Strasbourg Court has ruled that the blanket of disenfranchisement for all those serving time is illegal. Forty per cent of the forty-seven European countries have no law regarding prisoners’ voting rights. Yet the UK government has been repeatedly ordered to grant these rights to prisoners.
“General automatic and indiscriminate disenfranchisement of all serving prisoners, irrespective of the nature or gravity of their offences, is incompatible with Article 3 of Protocol No. 1 (the right to free elections) of the European Convention on Human Rights,” say Strasbourg Court.
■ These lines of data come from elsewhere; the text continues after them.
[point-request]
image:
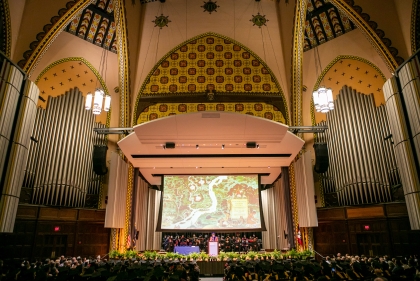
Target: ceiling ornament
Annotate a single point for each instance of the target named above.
(96, 24)
(259, 20)
(210, 6)
(161, 21)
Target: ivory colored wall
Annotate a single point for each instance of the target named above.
(36, 14)
(354, 43)
(403, 9)
(265, 42)
(16, 8)
(391, 20)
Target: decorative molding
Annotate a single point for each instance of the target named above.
(415, 26)
(123, 60)
(298, 43)
(375, 36)
(6, 29)
(141, 94)
(50, 33)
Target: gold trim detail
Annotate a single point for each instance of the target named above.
(293, 201)
(413, 26)
(371, 35)
(298, 43)
(52, 34)
(8, 27)
(123, 69)
(189, 41)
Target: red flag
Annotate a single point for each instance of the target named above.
(299, 237)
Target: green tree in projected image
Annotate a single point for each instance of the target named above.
(211, 202)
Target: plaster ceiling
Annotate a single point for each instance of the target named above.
(198, 139)
(65, 75)
(324, 22)
(96, 25)
(356, 73)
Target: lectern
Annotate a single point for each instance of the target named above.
(213, 248)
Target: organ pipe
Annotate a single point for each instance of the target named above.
(362, 164)
(18, 98)
(402, 95)
(60, 169)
The Prime Minster has hit back and said Britain should be able to decide whether its ten thousands of prisoners are able to vote.
Cameron said: “I have always believed when you are sent to prison you lose certain rights and one of those rights is the right to vote.”
Minsters and MPs have insisted that the decision of whether UK prisoners should be able to vote is a political one and not a matter for the European court.
Leading Labour politicians have said they will back David Cameron if he decides to fight the issue with human rights judges, who have given UK politicians six months to make a decision.
Labour shadow chancellor Ed Balls said: “This is one of those times in politics where there is cross-party consensus.”
“I am all in favour of prisoners having the right kind of support and being rehabilitated, but voting is one of the things I think you give up if you go to prison.”